J’avais donc la liberté de ce que je voulais jouer. Patrice croyait en quelque chose de très important à mes yeux : quand on a une envie et quand on pense être capable de jouer une œuvre, cette envie l’emporte sur les capacités techniques ou la maturité artistique… C’est lui qui m’a donné le feu vert pour travailler le concerto de Beethoven à quatorze ans ; auparavant on me disait que j’étais beaucoup trop jeune pour jouer Beethoven ! En arrivant en France, après la guerre, j’ai réalisé qu’il y avait dans cette partition une sorte de nostalgie, de mélancolie qui me touchait profondément. Cette œuvre reste pour moi attachée à cette période de ma vie. Patrice m’a donc poussé à travailler ce concerto pour la finale de différents concours, alors que ce n’est pas l’œuvre la plus souvent choisie pour briller dans ces circonstances…

Comment travaillez-vous à présent ?

Cela dépend des jours. J’aime toujours jouer un peu de Bach et de Mozart. Je me « chauffe » avec le répertoire, avec des œuvres qui ne sont pas forcément celles que je vais interpréter dans mes prochains concerts. J’essaie de garder au moins deux heures de travail par jour pour m’entretenir physiquement, ce qui n’est pas toujours facile avec les voyages… et parfois je fais une pause. Je suis parti en vacances récemment, vingt jours sans instrument, cela m’a fait du bien… à moi et au violon !

 

Votre travail passe toujours par le répertoire, vous ne faites jamais de gamme ou autre exercice purement technique ?

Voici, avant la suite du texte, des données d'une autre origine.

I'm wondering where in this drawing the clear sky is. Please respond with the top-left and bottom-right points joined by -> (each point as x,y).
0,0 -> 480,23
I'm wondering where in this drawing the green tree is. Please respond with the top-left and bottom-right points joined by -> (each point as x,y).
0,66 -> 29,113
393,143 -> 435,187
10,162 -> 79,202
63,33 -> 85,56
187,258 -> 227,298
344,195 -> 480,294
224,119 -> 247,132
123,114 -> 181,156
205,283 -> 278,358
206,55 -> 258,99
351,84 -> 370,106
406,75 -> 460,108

Non, parce que mes professeurs n’ont jamais insisté sur ce point. Mon premier professeur donnait à tous ses élèves deux études, une de Bériot et une de Campagnoli, qu’on connaît tous par cœur encore aujourd’hui [rires] ! Mais c’était tout, ensuite l’essentiel du travail était consacré au répertoire. Et il nous donnait des œuvres qui n’étaient pas de notre niveau, des pièces parfois beaucoup trop difficiles. Je me souviens avoir travaillé, à onze ans, The Last Rose of Summer d’Ernst… Il y aurait besoin d’un peu de travail aujourd’hui pour rejouer cette œuvre mais tous les repères sont restés, grâce à lui.

On sait que vous entretenez une relation très forte avec les musiciens qui vous entourent, qui jouent avec vous… Qu’en est-il avec votre instrument ?

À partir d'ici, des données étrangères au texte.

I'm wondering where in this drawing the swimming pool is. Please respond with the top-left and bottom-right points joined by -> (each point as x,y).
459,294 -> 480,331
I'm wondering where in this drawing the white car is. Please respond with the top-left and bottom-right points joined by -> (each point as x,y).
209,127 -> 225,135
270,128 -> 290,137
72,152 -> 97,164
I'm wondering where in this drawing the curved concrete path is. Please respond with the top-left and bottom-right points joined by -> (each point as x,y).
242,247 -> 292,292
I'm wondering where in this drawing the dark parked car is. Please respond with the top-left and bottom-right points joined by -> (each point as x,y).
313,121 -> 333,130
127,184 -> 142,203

J’ai eu pendant quelques années un Vuillaume pour lequel j’avais eu un vrai coup de foudre… Et puis tout à coup, presque du jour au lendemain, j’ai pris la décision de ne plus jouer sur ce violon ; il y avait quelque chose qui ne me correspondait plus dans le son de l’instrument et je le ressentais physiquement. Je commençais tout simplement à avoir plus de mal à jouer. J’ai été surpris de tomber amoureux de mon nouveau violon, un instrument français, anonyme, du XIXe siècle. Là aussi, c’est arrivé d’un coup. Pour l’instant il me correspond parfaitement, j’en suis très heureux ! Il a des couleurs qui font un peu penser à l’alto, que j’aime beaucoup, et dans les aigus il peut être très doux, mais en gardant un son très profond.

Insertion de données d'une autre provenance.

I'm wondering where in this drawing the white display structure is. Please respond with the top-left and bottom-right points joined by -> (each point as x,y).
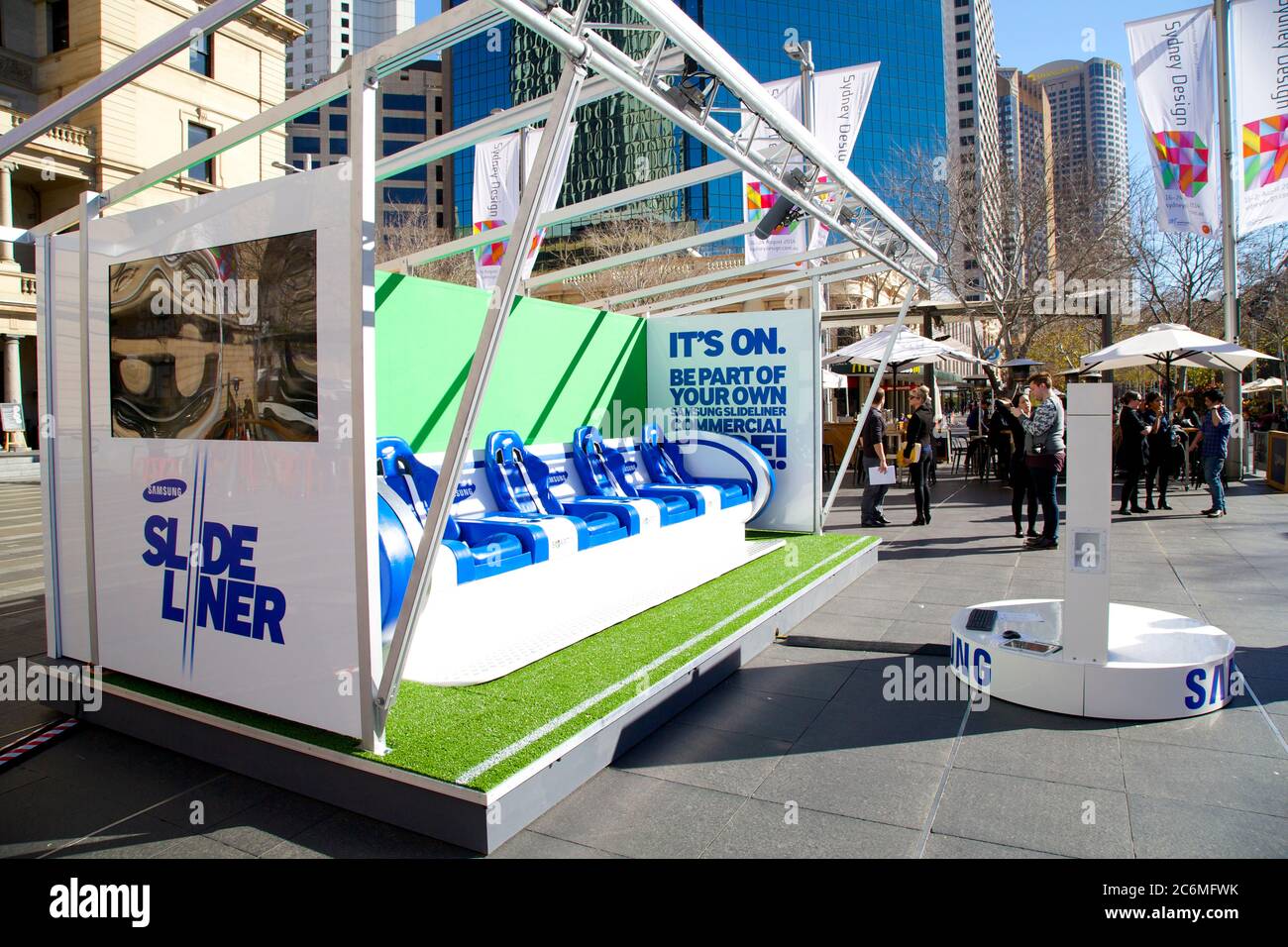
950,384 -> 1234,720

Concernant les musiciens avec lesquels je joue, la fidélité m’importe beaucoup. Je trouve formidable que les musiciens de Double Sens [ensemble à cordes qu’il a fondé il y a bientôt dix ans, ndlr] soient les mêmes personnes depuis le début du projet. On est comme une famille, très heureux de se retrouver, sur la scène et en-dehors. Les Trilles du diable [quintette à cordes avec lequel il se produit régulièrement, ndlr], Laure Favre-Kahn, Susan Manoff, Marielle Nordmann, ce sont aussi des gens qui font vraiment partie de ma vie, de ma personne. J’ai beaucoup de chance d’avoir rencontré tous ces gens extraordinaires. Et avec Aleksandar Sedlar, on est très amis depuis plusieurs années, on a une relation très ouverte, on peut tout se dire. En musique comme dans la vie de manière générale, je pense que plus le temps passe, plus on peut approfondir une relation et découvrir de belles choses.